Continuing on with our semi-regular practice of shouting out old Sports Illustrated stories that have stuck in our mind, I’d like to call your attention to this “Where Are They Now?” piece about the fabled Steve Dalkowski—a man who recently popped to mind when news of Ryan Leaf’s latest travails broke wide. The thumbnail sketch on Dalkowski is that he’s the greatest left-handed pitcher who never was—a wild fireballer who awed the great Ted Williams, yet was undone by alcoholism before he could truly make his mark in the game. As of last report, he resides in an extended-care facility, the victim of dementia caused by his longtime chemical dependence. A straight-up tragic tale any way you cut it.

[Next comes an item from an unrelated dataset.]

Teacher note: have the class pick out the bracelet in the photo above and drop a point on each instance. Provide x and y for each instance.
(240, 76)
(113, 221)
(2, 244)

What I remember most about the SI is one detail in particular—a classic example of a single observation that lays bare the essence of a character. The one about Dalkowski is the kicker to the paragraph:
At midseason in 1964, Baltimore released Dalkowski. He hung on for two seasons with the Pittsburgh Pirates’ and the Los Angeles Angels’ organizations. In Bakersfield in 1965 he married a schoolteacher named Linda Moore, but they divorced two years later. Soon he was in the California fields, picking cotton and sugar beets, beans and carrots. Dalkowski’s drink of choice was cheap wine, which he would buy when the bus stopped on the way to the crop field. Often he would place a bottle in the next row as motivation.
Makes me think that the rewards we all set up for ourselves really speak volumes about our core desires—desires that we may not wish to reveal to others, at least not overtly. When it comes right down to it, human psychology is astonishingly hamster-like.